Improving GroupBy.map with Dask and Xarray#

Patrick Hoefler

2024-11-21

4 min read

This post was originally published on the Xarray blog.

Running large-scale GroupBy-Map patterns with Xarray that are backed by Dask arrays is an essential part of a lot of typical geospatial workloads. Detrending is a very common operation where this pattern is needed.

In this post, we will explore how and why this caused so many pitfalls for Xarray users in the past and how we improved performance and scalability with a few changes to how Dask subselects data.

What is GroupBy.map?#

GroupBy.map lets you apply a User Defined Function (UDF) that accepts and returns Xarray objects. The UDF will receive an Xarray object (either a Dataset or a DataArray) containing Dask arrays corresponding to one single group. Groupby.reduce is quite similar in that it applies a UDF, but in this case the UDF will receive the underlying Dask arrays, not Xarray objects.

The Application#

Consider a typical workflow where you want to apply a detrending step. You may want to smooth out the data by removing the trends over time. This is a common operation in climate science and normally looks roughly like this:

def detrending_step(arr: DataArray) -> DataArray:
    # important: the rolling operation is applied within a group
    return arr - arr.rolling(time=30, min_periods=1).mean()

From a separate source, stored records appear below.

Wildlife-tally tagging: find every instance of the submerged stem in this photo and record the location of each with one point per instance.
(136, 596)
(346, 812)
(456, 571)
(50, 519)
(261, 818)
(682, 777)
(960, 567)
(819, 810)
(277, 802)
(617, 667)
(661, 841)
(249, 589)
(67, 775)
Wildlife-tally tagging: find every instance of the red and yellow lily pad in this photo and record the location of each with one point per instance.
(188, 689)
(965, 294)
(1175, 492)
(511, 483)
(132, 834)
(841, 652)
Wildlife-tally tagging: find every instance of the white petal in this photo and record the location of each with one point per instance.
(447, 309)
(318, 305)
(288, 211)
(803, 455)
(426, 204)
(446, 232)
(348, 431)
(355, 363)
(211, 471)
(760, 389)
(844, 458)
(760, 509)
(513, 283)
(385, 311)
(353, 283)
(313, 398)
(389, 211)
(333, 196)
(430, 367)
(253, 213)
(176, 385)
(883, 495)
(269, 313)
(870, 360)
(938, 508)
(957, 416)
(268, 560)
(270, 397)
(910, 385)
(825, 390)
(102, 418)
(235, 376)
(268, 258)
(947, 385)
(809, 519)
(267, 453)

data.groupby("time.dayofyear").map(detrending_step)

We are grouping by the day of the year and then are calculating the rolling average over 30-year windows for a particular day.

Our example will run on a 1 TiB array, 64 years worth of data and the following structure:

Python repr output of 1 TiB Dask array with shape (1801, 3600, 233376) split into 5460, 250 MiB chunks of (300, 300, 365)

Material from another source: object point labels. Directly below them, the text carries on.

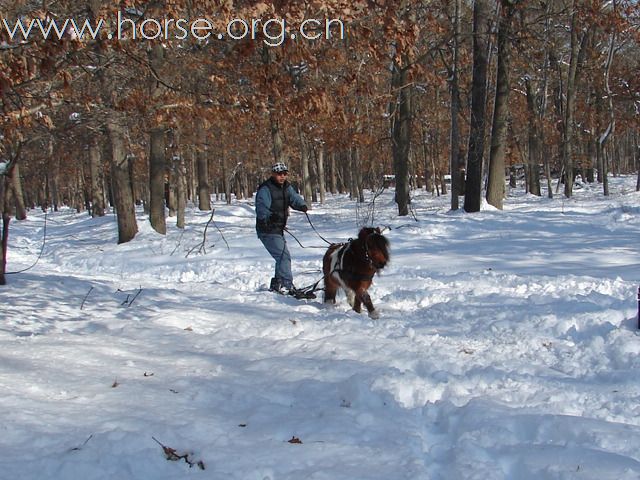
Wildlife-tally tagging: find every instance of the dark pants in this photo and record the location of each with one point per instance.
(276, 245)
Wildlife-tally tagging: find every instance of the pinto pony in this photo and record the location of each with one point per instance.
(351, 266)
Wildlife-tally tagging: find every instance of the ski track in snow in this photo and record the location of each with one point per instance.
(507, 347)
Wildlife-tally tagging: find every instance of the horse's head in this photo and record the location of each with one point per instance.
(376, 246)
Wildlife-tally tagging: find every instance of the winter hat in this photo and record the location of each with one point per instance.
(279, 167)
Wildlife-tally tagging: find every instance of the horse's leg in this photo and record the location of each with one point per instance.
(366, 299)
(330, 290)
(352, 298)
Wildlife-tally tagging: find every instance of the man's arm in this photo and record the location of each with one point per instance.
(263, 204)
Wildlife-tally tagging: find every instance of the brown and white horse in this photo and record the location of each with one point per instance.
(351, 266)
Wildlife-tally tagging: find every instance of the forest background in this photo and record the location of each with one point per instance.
(455, 97)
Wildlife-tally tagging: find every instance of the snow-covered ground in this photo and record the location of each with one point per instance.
(507, 347)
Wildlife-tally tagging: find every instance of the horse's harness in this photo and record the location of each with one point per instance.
(359, 277)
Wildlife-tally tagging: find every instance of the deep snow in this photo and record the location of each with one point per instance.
(507, 347)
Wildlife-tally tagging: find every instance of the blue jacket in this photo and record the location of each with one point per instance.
(272, 206)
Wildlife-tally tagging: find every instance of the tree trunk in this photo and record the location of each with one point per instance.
(121, 183)
(15, 188)
(306, 175)
(401, 136)
(475, 155)
(181, 190)
(495, 186)
(334, 174)
(454, 143)
(321, 175)
(202, 166)
(357, 173)
(157, 170)
(534, 142)
(97, 178)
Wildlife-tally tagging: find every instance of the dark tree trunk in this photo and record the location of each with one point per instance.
(454, 142)
(202, 163)
(481, 29)
(97, 178)
(401, 136)
(121, 183)
(157, 171)
(495, 187)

The array isn’t overly huge and the chunks are reasonably sized.

The Problem#

The general application seems straightforward. Group by the day of the year and apply a UDF to every group. There are a few pitfalls in this application that can make the result of this operation unusable. Our array is sorted by time, which means that we have to pick entries from many different areas in the array to create a single group (corresponding to a single day of the year). Picking the same day of every year is basically a slicing operation with a step size of 365.

Schematic showing an array sorted by time, where data is selected from many different areas in the array to create a single group (corresponding to a specific day of the year).

Our example has a year worth of data in a single chunk along the time axis. The general problem exists for any workload where you have to access random entries of data. This particular access pattern means that we have to pick one value per chunk, which is pretty inefficient. The right side shows the individual groups that we are operating on.

One of the main issues with this pattern is that Dask will create a single output chunk per time entry, e.g. each group will consist of as many chunks as we have year.

This results in a huge increase in the number of chunks:

Python repr output of a 1 TiB Dask array with nearly 2 million, 700 kiB chunks.

This simple operation increases the number of chunks from 5000 to close to 2 million. Each chunk only has a few hundred kilobytes of data. This is pretty bad!

Dask computations generally scale along the number of chunks you have. Increasing the chunks by such a large factor is catastrophic. Each follow-up operation, as simple as a-b will create 2 million additional tasks.

The only workaround for users was to rechunk to something more sensible afterward, but it still keeps the incredibly expensive indexing operation in the graph.

Note this is the underlying problem that is solved by flox for aggregations like .mean() using parallel-native algorithms to avoid the expense of indexing out each group.

Improvements to the Data Selection algorithm#

The method of how Dask selected the data was objectively pretty bad. A rewrite of the underlying algorithm enabled us to achieve a much more robust result. The new algorithm is a lot smarter about how to pick values from each individual chunk, but most importantly, it will try to preserve the input chunksize as closely as possible.

For our initial example, it will put every group into a single chunk. This means that we will end up with the number of chunks along the time axis being equal to the number of groups, i.e. 365.

Python repr output of a 1 TiB Dask array with 31164, 43 MiB chunks

The algorithm reduces the number of chunks from 2 million to roughly 30 thousand, which is a huge improvement and a scale that Dask can easily handle. The graph is now much smaller, and the follow-up operations will run a lot faster as well.

This improvement will help every operation that we listed above and make the scale a lot more reliably than before. The algorithm is used very widely across Dask and Xarray and thus, influences many methods.

What’s next?#

Xarray selects one group at a time for groupby(...).map(...), i.e. this requires one operation per group. This will hurt scalability if the dataset has a very large number of groups, because the computation will create a very expensive graph. There is currently an effort to implement alternative APIs that are shuffle-based to circumvent that problem. A current PR is available here.

The fragmentation of the output chunks by indexing is something that will hurt every workflow that is selecting data in a random pattern. This also includes:

  • .sel if you aren’t using slices explicitly

  • .isel

  • .sortby

  • groupby(...).quantile()

  • and many more.

We expect all of these workloads to be substantially improved now.

Additionally, Dask improved a lot of things related to either increasing chunksizes or fragmentation of chunks over the cycle of a workload with more improvements to come. This will help a lot of users to get better and more reliable performance.